Her scream echoed through the courtyard. Geo and Druvak were at her side in an instant. "What happened!?"
Geo was also stunned into silence by the grotesque sight. Druvak created two orbs of calming, golden divine energy in his hands and pressed them to their foreheads. The energy spread, steadying their shattered nerves. "Hold yourselves," he said, his voice low and grave. "What you see is only a glimpse of their madness."
"You are elite commanders. If you fall, who will steady your units? Rise."
Nodding shakily, Mia and Geo rose and moved to regroup their soldiers. Druvak turned to the hanging corpses. He bowed deeply. "Please forgive us. I promise you all a proper funeral."
Through his ability to sense sin, fleeting, horrific images flashed in his mind: Armaror using these very children as live feed for his drakes, as playthings. Druvak's grip on his sword's hilt tightened until his knuckles were white, his teeth gritted in fury.
As he returned to his troops, a soldier approached him. The man's face was ashen, his legs trembling. "Sir… I-I found—... I think you need to… see this."
Druvak knew, with a sinking dread, that whatever awaited was worse than what they had already witnessed. He followed the soldier alone to the castle's backyard. The man opened a heavy door, revealing a staircase descending into the earth.
The room below was vast and pitch black. A faint, sickening squelching sound echoed, and the floor was flooded with a strange, viscous liquid. Druvak and the soldier lit torches and advanced cautiously toward the noise.
After a few steps, the flickering light revealed a nightmarish sight: a deformed, half-formed chimaera floated in a large incubation tube.

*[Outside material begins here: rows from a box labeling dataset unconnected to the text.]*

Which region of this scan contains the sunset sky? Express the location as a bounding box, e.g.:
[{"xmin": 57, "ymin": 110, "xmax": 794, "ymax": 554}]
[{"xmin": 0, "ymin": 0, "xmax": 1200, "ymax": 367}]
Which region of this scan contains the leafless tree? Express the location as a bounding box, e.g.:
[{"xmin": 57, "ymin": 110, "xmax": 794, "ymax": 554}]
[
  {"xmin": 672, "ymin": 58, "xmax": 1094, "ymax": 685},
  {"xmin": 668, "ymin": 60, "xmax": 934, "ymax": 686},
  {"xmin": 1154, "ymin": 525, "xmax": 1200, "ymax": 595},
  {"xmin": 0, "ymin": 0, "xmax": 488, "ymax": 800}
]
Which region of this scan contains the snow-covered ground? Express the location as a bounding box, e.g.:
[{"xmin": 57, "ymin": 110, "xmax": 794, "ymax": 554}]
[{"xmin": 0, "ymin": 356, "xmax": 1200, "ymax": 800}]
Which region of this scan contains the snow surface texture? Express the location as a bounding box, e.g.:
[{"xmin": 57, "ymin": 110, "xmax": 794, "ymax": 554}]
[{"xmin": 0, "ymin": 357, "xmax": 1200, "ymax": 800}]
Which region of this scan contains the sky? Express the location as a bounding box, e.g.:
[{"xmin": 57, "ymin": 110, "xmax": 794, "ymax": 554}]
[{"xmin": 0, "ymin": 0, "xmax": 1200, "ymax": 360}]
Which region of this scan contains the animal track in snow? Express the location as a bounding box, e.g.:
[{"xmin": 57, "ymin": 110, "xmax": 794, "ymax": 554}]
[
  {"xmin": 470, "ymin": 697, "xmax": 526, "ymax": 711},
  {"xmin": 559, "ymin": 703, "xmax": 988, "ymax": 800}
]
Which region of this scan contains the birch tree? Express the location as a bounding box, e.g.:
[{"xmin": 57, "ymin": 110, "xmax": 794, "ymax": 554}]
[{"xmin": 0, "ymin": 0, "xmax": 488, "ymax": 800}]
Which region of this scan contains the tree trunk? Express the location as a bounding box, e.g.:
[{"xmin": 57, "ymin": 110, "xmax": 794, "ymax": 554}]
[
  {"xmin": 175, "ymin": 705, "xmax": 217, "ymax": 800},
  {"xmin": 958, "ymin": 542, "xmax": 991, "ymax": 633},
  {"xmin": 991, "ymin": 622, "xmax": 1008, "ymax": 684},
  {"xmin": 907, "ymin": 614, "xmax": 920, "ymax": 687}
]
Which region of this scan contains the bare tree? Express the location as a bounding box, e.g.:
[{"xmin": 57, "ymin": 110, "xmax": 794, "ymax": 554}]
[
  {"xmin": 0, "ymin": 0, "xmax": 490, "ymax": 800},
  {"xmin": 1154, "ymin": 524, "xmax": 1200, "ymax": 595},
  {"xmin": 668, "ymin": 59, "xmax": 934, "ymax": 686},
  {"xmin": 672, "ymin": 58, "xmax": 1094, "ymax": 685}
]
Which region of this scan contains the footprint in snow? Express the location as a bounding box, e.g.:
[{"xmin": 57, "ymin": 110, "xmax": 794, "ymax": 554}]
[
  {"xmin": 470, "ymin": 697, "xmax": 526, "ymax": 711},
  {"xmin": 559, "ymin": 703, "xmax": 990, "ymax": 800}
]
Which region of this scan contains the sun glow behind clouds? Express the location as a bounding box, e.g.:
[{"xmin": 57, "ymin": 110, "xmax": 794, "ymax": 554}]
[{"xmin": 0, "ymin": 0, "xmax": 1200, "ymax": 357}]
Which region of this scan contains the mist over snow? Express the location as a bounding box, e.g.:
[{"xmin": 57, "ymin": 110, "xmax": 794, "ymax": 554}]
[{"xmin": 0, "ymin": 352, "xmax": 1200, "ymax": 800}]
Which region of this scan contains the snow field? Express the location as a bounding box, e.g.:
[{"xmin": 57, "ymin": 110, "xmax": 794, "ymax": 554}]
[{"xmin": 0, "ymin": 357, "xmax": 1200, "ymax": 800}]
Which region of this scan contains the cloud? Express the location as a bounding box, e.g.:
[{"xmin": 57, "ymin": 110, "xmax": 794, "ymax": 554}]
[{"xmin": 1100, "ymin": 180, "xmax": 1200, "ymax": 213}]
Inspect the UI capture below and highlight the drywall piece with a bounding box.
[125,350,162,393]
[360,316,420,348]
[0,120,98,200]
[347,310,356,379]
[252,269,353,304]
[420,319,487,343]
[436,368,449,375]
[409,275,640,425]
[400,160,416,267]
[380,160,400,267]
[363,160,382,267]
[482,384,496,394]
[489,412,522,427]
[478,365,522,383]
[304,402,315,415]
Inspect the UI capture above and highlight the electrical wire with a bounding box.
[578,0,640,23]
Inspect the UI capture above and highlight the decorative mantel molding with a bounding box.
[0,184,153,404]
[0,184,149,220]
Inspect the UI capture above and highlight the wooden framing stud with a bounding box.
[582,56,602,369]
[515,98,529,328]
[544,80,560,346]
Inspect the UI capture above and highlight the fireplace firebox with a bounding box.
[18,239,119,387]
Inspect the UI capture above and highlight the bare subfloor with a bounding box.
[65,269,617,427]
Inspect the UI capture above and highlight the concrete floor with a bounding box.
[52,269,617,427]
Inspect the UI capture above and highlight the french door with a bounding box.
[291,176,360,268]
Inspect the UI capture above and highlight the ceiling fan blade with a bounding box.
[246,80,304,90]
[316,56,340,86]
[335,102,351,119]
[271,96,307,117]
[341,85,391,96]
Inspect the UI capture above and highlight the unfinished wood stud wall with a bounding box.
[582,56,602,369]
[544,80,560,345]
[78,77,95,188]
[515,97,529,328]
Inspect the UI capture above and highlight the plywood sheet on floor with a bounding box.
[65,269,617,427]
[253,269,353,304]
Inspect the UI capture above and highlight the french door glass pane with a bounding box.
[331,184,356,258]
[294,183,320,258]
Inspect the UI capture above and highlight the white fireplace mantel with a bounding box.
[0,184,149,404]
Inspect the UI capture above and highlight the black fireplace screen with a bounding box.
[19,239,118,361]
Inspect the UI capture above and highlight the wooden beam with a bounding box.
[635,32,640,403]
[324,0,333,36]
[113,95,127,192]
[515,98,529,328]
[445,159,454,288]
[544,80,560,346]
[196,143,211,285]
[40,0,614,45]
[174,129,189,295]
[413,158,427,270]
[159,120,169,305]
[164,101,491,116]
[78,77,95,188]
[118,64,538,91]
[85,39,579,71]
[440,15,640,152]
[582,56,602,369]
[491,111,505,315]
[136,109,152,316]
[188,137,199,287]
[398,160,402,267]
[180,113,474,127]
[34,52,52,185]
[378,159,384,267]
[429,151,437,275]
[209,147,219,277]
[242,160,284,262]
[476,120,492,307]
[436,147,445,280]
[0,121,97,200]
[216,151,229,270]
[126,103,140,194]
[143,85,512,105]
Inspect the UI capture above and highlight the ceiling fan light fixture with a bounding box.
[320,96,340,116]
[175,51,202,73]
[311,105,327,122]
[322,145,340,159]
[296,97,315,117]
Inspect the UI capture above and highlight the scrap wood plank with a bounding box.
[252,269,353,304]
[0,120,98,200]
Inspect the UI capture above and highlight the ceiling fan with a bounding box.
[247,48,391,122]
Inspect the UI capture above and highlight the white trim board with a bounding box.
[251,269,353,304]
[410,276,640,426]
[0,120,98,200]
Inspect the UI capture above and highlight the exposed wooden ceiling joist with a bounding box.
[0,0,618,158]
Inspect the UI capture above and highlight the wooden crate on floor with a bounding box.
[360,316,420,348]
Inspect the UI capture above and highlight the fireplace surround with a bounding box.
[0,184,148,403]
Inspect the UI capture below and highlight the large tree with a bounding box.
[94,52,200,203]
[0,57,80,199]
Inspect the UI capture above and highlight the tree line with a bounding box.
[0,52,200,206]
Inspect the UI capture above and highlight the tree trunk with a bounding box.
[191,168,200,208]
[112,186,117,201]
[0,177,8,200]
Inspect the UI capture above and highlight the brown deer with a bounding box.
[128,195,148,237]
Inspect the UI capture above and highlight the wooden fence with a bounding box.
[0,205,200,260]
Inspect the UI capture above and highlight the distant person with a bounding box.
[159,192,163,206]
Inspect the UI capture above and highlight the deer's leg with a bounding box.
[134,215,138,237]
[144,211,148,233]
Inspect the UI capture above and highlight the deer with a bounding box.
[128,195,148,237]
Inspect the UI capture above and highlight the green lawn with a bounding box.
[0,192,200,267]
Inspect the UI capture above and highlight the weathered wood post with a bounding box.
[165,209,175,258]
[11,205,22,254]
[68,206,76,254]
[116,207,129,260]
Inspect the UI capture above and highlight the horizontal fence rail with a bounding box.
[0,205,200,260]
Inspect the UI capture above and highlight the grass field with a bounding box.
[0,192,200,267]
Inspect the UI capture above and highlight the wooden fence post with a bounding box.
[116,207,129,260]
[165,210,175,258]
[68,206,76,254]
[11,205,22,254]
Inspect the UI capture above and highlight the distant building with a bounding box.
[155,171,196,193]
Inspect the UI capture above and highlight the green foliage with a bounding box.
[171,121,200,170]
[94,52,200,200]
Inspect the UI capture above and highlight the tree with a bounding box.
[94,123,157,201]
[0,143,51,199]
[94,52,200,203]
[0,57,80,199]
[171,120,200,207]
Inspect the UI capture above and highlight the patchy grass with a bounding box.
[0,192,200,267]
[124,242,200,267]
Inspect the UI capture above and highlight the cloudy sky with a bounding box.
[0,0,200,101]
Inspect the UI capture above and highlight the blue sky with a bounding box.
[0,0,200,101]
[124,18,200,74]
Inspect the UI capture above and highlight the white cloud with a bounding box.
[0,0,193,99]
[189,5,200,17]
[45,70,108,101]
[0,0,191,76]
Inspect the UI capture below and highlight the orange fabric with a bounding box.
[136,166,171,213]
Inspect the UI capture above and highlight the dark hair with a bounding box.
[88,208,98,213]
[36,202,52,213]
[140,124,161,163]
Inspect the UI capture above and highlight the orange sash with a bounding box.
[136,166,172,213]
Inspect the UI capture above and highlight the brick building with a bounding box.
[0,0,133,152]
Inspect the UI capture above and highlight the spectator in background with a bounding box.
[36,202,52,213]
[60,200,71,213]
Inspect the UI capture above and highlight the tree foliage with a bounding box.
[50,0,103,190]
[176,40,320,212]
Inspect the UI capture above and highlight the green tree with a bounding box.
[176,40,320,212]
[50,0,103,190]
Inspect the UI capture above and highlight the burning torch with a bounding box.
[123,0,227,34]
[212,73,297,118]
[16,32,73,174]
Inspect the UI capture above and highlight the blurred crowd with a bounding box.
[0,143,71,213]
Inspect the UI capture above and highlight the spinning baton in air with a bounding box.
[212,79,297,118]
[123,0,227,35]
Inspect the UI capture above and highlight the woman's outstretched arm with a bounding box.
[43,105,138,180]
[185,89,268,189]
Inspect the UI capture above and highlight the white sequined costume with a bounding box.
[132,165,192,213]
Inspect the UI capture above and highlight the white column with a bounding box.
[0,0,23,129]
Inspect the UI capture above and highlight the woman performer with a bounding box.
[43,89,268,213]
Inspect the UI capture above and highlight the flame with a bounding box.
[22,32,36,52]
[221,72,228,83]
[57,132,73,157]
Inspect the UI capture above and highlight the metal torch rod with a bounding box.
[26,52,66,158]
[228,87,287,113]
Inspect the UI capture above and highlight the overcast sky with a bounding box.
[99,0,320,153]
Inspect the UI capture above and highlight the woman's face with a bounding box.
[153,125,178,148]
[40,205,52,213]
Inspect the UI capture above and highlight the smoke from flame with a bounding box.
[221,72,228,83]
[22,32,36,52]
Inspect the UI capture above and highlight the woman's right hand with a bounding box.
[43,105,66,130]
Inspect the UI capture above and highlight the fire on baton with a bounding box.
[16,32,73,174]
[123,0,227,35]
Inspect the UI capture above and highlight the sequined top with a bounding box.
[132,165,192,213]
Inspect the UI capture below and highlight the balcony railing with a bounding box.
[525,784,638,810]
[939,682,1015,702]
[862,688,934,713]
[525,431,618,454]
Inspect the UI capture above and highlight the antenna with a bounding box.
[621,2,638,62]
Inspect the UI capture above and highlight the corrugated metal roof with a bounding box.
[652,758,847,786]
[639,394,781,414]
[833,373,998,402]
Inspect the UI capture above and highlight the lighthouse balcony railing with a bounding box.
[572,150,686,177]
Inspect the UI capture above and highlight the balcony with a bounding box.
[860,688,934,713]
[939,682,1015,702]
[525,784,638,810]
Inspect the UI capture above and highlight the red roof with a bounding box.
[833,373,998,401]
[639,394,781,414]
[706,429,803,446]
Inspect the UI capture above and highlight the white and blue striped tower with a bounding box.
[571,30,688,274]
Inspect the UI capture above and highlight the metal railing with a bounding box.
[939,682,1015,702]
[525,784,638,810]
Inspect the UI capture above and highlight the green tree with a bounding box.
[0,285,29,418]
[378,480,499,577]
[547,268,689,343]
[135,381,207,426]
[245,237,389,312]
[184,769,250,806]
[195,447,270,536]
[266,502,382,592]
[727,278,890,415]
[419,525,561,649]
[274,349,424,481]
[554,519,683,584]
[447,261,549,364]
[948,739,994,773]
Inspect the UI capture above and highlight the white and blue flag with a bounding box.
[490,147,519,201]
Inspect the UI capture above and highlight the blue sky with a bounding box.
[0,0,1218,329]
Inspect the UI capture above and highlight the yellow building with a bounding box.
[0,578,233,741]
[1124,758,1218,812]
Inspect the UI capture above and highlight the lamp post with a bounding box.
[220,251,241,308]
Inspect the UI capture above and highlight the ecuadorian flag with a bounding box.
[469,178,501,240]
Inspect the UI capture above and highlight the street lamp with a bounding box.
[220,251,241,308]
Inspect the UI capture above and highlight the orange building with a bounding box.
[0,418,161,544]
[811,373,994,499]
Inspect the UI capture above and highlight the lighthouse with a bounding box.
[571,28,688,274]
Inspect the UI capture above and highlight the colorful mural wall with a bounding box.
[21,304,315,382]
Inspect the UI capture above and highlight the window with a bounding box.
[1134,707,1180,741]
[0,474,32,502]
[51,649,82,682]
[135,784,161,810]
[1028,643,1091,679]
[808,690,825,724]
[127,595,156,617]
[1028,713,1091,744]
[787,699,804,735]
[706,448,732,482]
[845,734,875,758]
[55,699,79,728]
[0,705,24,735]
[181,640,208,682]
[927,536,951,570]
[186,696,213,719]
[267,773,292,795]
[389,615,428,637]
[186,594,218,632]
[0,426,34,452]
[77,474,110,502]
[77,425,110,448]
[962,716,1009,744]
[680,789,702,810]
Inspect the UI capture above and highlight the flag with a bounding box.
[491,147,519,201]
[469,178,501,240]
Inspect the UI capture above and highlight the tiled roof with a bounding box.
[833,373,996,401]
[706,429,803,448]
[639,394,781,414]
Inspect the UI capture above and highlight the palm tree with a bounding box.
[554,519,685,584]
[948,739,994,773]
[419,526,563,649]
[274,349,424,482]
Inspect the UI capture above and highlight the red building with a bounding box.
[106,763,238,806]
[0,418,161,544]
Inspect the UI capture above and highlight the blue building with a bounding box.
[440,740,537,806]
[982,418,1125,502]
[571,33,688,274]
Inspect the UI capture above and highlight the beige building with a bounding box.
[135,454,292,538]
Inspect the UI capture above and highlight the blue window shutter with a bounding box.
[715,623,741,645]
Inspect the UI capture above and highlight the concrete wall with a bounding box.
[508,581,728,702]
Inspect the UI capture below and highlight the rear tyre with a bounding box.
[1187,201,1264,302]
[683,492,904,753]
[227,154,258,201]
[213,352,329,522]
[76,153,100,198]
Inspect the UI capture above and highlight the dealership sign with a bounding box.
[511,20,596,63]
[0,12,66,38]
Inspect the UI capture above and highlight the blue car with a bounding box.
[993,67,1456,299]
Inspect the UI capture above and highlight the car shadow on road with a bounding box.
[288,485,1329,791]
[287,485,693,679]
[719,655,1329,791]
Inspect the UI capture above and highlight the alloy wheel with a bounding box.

Druvak drew his sword, holding it in a ready stance as he moved deeper into the chamber.
They reached a wall. The soldier pointed a shaking finger. "Sir… look, torches."
Druvak looked. He summoned a small flame in his palm and hurled it. It struck the first sconce, and a chain reaction occurred. One by one, torches around the massive chamber flared to life.
The light revealed the full, horrifying extent of the room. Hundreds of incubation tubes lined the walls, each holding a twisted, malformed chimaera. And in the centre loomed a colossal tube, forty-five feet long, containing a monstrous fusion with three heads—lion, wolf, and orc—a titan's body, tentacled arms, and a serpentine lower half.
High above, a cage hung from the ceiling. Inside, bipedal chimeras scrambled over each other, their eyes vacant, their minds utterly, irreparably broken.